From the production to the manufacturing to the transportation of Ugg Australia boots, a lot of unwanted waste and emissions are consequently produced. The major emissions of the production of Ugg boots is waste water and water pollution. The dyeing, soaking and rinsing processes of sheepskin require a lot of water, enough water to quench the thirst of India for awhile. Using alternative dyeing methods would greatly reduce the consumption of water and even carcinogenic compounds left in the dyed sheepskin. If the goal of Ugg Australia is to reduce waste and emissions, then they should start by using another dyeing method, then by using alternative methods for drying sheepskin too. The forced air drying method that they are currently using requires way too much energy consumption that ultimately emits a lot of carbon dioxide into the atmosphere, which contributes to our already very high carbon dioxide levels. If the goal of Ugg Australia is to make the world a better place, while still being stylish and fashionable, they should start by reconsidering their current Ugg Australia boot manufacturing and production practices.
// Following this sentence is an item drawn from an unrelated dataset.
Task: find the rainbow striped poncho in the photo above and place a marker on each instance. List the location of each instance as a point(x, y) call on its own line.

By just changing a few things in their production process, they can instantly make a difference in the world because one small change is multiplied by thousands since Uggs are now being mass produced to satisfy the high demand in Southern California.
1. Gwilt, Alison, and Timo Rissanen. Shaping sustainable fashion: changing the way we make and use clothes. London: Earthscan, 2011. Print.
2. Kempe, Michael D., Gary J. Jorgensen, Kent M. Terwilliger, Tom J. McMahon, and Cheryl E. Kennedy. “Ethylene-Vinyl Acetate Potential Problems for Photovoltaic Packaging.” National Renewable Energy Laboratory. 2006: n. pag. National Renewable Energy Laboratory. Web. 9 Mar. 2014.
3. Ugg Australia. "Craftsmanship & Materials." Ugg Australia. 2013. Web. 8 Mar. 2014. <http://www.uggaustralia.com/world-of-ugg-craftsmanship.html>.
4. Savageau, Ann. "Textile Dyes." DES142B. UC Davis. Cruess Hall, Davis. 12 Nov. 2012. Class lecture.
5. Savageau, Ann. “Textiles and Dyes.” DES127A. UC Davis. Art Annex, Davis. 26 Nov. 2013. Class lecture.
6. Turnkey Solutions Inc. “What is Emulsified Oil and where does it come from?” Turnkey Solutions. Turnkey Solutions Inc., 2012. Web. 5 Mar. 2014. <http://www.turnkey-solutions-inc.com/wieo.html>
7. VanPelt, Don. "How Do They Make Ugg Boots?." Sheepskin Boots For You. N.p., 16 Apr. 2012. Web. 1 Mar. 2014. <http://www.sheepskinbootsforyou.com/howdotheymakeuggboots.htm>.
8. "Ugg boots." Wikipedia. Wikimedia Foundation, 28 Feb. 2014. Web. 11 Mar. 2014. <http://en.wikipedia.org/wiki/Ugg_boots>.
9. Winton, E.R.. "Processing of Woolled Sheepskins." Journal of the Society of Dyers and Colourists 65.7 (1949): 333 - 335. Print.